FDA Approves Thyrotropin Alfa for Use in Thyroid Cancer Ablation

January 1, 2008

Genzyme Corp. recently announced that the US Food and Drug Administration (FDA) has approved a supplemental indication for thyrotropin alfa for injection (Thyrogen) to be used in combination with radioiodine to ablate, or destroy, the remaining thyroid tissue in patients who have had their cancerous thyroids removed.

Genzyme Corp. recently announced that the US Food and Drug Administration (FDA) has approved a supplemental indication for thyrotropin alfa for injection (Thyrogen) to be used in combination with radioiodine to ablate, or destroy, the remaining thyroid tissue in patients who have had their cancerous thyroids removed. Remnant ablation is a procedure that patients commonly undergo when being treated for thyroid cancer.

"This new indication extends the significant benefits of Thyrogen to patients during their initial treatment for thyroid cancer, in addition to its current use in follow-up diagnostic procedures to detect recurrence," said Mike Heslop, senior vice president and general manager of Genzyme's endocrine business.

The American Cancer Society estimates that in 2007, about 33,550 new cases of thyroid cancer were diagnosed in the United States. About 90% of all thyroid cancers are well-differentiated, making those patients candidates for the remnant ablation procedure.

Impact on Quality of Life

"The development of new treatment options for thyroid cancer patients is critical, as this disease has the fastest rising incidence of all cancers among women in the US," said clinical investigator Paul Ladenson, MD, professor and director of endocrinology at The Johns Hopkins University School of Medicine. "The availability of Thyrogen for use in remnant ablation is a notable advance, as it permits patients to maintain a good quality of life during the course of their thyroid cancer treatment and follow-up testing."

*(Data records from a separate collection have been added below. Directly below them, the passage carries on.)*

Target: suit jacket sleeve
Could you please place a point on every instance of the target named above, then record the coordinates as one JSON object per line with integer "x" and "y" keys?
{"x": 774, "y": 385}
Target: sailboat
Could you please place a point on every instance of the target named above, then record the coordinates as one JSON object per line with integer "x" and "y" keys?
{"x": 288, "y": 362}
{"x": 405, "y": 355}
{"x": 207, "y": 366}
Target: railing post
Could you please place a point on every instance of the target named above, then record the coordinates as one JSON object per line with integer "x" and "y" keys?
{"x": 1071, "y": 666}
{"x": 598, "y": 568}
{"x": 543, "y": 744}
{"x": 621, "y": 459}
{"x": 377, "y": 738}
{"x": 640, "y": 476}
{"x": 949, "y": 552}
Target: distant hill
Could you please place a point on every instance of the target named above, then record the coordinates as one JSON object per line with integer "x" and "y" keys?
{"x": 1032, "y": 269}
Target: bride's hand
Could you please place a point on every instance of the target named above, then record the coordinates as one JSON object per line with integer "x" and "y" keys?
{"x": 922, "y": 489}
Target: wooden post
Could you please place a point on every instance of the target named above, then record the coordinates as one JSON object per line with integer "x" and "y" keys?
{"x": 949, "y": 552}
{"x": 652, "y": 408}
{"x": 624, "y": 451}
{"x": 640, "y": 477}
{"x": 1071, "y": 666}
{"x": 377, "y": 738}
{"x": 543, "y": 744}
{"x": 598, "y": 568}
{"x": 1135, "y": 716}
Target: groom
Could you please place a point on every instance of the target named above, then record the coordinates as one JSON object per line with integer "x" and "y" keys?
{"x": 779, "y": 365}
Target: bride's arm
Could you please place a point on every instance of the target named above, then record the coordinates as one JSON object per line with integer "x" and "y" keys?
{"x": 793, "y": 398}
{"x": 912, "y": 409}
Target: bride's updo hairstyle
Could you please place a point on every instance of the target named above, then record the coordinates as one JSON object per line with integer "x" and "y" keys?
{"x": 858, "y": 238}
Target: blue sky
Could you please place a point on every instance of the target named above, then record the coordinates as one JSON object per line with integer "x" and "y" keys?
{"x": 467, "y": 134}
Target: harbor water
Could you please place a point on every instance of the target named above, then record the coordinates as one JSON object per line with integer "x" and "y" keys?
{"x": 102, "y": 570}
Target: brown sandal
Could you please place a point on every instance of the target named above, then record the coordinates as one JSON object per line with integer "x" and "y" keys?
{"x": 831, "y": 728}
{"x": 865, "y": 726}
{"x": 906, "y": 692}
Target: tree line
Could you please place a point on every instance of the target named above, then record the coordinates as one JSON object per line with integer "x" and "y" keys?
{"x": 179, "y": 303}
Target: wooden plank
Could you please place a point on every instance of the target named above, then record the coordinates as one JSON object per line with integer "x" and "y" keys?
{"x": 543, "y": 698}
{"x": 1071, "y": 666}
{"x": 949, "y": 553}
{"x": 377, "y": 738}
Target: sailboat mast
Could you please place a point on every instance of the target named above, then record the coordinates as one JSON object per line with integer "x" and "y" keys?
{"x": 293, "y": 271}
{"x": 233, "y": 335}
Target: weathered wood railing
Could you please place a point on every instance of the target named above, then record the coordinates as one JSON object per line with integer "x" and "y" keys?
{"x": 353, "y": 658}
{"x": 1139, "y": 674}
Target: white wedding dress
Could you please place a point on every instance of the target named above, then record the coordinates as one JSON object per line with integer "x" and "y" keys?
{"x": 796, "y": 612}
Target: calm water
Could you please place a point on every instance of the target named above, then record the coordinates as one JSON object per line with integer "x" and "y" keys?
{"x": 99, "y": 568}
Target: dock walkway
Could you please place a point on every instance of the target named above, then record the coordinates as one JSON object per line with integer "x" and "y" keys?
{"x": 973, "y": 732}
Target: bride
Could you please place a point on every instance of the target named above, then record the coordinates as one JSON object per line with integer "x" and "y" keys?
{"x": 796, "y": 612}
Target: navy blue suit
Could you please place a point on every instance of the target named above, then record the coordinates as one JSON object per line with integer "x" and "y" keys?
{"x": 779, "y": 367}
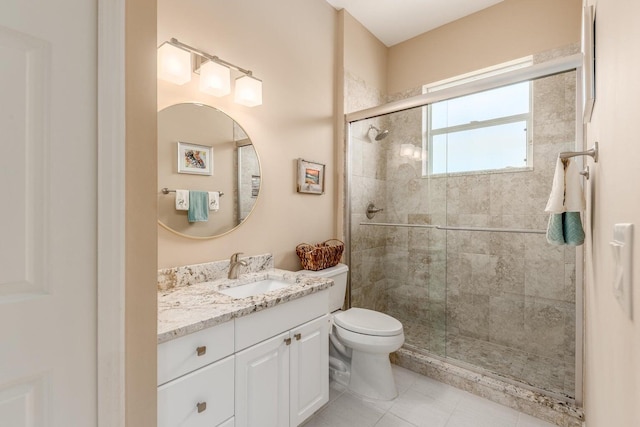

Thyrotropin alfa was initially approved in the US in 1998 for use as a diagnostic tool in the management of patients being tested for the recurrence of well-differentiated thyroid cancer. The product helps increase the sensitivity of testing while allowing patients to avoid the potentially debilitating symptoms of thyroid hormone withdrawal.

The new indication allows thyrotropin alfa to be used in conjunction with radioiodine for the most common approach to treating thyroid cancer. This includes surgical removal of the cancerous thyroid followed by remnant ablation, which destroys any remaining thyroid tissue. This can help reduce the risk of disease recurrence and facilitate follow-up monitoring.